Tuesday, June 5, 2007

What to Do with William "Freezer" Jefferson (D-LA)?

I'm with Captain Ed from Captain's Quarter's...give Rep. William Jefferson (D-LA), indicted on multiple felony counts including bribery and extortion, his due process, but nail him to the wall if he's convicted. I was actually happy to see the GOP's corrupt politicians get their just desserts (Reps. Randy Cunningham and Bob Ney are both doing prison time), now the same should apply to the Democrat sleazoids who are convicted. I'm really concerned though, because if the slap on the wrist that former Clinton National Security Advisor, Sandy "Pants Burglar" Berger got, Jefferson might end up with the Presidential Medal of Freedom if he's found guilty. Jefferson says he has a perfectly good explanation for the $90,000 the FBI found in his freezer...I can't wait to hear it...and if Nancy Pelosi kicking him off the Ethics committe splits black voters from the Democratic party, so much the better.

"Now that the other shoe has finally dropped on Rep. William "Dollar Bill" Jefferson, the next question is what the Democrats intend to do about him. Under indictment on sixteen counts of corruption, Jefferson represents just about everything against which the Democrats campaigned last year, with their attacks on the supposed "culture of corruption", and they'd like to be rid of the albatross. However, the Congressional Black Caucus smells a double standard, and they're not likely to go along with any plan that could railroad Jefferson out of the House without having been convicted first:

Democratic leaders fear that Rep. William J. Jefferson's indictment yesterday on racketeering and bribery charges, coming exactly one year after House Speaker Nancy Pelosi engineered his ouster from the powerful Ways and Means Committee, could rekindle a smoldering dispute between the speaker and black lawmakers who were once pillars of her power.

For months, the Louisiana Democrat's mounting legal peril has bedeviled Democrats as they sought first to point to corruption as a tool to oust Republicans from control of Congress, then pressed for ethics and lobbying changes that they said would usher in a new era of clean politics on Capitol Hill. For every thrust Democrats made against the GOP, Republicans parried with Jefferson, saying problems in Congress were bipartisan.

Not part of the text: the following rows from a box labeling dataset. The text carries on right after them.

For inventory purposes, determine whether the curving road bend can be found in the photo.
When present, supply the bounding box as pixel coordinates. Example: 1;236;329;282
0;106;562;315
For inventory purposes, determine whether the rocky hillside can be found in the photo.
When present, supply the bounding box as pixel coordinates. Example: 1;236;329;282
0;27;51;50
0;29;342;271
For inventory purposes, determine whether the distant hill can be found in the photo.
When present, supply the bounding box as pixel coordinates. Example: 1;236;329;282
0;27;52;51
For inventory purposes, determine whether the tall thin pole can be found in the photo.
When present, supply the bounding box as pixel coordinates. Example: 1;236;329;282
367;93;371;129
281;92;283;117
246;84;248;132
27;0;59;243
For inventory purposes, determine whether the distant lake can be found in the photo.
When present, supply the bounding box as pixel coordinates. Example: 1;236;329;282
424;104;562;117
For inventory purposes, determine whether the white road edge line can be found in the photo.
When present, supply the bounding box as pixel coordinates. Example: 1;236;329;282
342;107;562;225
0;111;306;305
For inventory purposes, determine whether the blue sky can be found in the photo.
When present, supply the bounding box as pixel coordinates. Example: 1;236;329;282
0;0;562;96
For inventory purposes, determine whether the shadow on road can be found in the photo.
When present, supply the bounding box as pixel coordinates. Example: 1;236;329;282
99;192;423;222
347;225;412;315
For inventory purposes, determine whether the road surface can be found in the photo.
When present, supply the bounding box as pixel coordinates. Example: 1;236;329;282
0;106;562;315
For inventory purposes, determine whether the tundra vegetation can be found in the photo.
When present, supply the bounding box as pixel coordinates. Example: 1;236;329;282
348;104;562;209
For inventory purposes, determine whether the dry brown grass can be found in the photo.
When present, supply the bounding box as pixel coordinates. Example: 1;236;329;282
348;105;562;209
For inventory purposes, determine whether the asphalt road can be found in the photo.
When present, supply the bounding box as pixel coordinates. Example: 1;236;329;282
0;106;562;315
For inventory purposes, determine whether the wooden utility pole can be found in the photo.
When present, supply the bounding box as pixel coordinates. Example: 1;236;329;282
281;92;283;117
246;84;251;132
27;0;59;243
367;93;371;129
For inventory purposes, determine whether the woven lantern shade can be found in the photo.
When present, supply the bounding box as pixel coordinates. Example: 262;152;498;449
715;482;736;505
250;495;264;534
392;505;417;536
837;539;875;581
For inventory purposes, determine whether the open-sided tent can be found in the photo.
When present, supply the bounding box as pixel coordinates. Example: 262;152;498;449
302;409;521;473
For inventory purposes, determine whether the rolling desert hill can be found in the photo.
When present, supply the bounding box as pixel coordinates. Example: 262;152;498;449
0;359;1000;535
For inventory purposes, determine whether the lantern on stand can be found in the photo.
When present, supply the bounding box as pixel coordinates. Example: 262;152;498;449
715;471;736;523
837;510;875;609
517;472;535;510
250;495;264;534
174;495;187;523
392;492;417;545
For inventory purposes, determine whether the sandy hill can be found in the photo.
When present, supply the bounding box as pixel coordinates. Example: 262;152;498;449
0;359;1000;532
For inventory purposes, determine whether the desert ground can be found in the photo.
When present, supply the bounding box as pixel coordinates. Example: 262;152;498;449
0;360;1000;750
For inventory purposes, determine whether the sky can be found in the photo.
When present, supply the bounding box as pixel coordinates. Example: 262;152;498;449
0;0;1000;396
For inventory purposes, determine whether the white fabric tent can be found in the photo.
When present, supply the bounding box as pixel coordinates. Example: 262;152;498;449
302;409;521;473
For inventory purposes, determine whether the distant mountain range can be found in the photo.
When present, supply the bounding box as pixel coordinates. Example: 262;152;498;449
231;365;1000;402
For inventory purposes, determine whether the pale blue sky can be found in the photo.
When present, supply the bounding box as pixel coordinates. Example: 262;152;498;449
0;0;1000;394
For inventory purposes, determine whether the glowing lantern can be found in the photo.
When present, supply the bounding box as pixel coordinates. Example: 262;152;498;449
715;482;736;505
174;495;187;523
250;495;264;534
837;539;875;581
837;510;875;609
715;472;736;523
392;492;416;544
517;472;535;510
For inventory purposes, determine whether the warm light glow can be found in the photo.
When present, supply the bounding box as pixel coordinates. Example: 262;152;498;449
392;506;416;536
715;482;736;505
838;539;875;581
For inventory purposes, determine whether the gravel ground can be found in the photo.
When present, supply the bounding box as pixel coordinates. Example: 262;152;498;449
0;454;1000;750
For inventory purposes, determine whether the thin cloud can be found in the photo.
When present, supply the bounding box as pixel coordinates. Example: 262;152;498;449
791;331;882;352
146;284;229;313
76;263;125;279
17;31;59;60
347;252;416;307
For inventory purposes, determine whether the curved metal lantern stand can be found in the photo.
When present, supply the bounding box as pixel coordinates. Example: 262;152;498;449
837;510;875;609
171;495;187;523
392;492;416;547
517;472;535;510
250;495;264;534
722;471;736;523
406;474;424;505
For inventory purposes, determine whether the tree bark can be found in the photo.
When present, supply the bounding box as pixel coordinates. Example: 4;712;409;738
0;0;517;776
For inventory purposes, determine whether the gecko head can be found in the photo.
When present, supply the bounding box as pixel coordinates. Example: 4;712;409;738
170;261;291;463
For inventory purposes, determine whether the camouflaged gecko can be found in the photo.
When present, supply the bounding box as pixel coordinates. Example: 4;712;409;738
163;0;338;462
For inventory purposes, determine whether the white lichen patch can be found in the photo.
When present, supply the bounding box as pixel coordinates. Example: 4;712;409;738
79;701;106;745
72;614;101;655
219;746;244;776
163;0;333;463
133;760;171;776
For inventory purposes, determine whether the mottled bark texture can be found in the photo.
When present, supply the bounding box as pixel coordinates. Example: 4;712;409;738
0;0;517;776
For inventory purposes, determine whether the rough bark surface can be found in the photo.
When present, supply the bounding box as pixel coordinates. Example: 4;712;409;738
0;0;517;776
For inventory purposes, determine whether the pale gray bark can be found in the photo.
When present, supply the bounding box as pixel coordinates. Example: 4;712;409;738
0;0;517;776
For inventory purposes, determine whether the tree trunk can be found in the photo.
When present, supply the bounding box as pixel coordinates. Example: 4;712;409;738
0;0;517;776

Through it all, much of the Congressional Black Caucus has stood by Jefferson and against the Democratic leadership. And yesterday, Rep. Danny K. Davis (D-Ill.), a veteran caucus member, said it would be "as supportive of our colleague as possible, in terms of saying a person in America is presumed to be innocent until proven guilty."

The Democrats screwed this up when they supported Jefferson's re-election. They should have pulled their support in last year's midterms when it became obvious that Jefferson was corrupt. They could have easily selected someone else in the LA-02 and thrown enough money behind him or her to have avoided this situation now. Given where they are at the moment, it would have been money well spent.

After his re-election, Nancy Pelosi made it worse. She wanted to assign him to a significant committee to repair relations with the CBC, relations she damaged by removing him from the Ways and Means committee and hinting that he should resign last year. This year, she assigned him to the Homeland Security committee, and only got stopped by Republicans when they demanded a roll-call vote to put Jeffersons supporter on the record. They still have left that seat unfilled, as Pelosi has apparently never withdrawn the nomination.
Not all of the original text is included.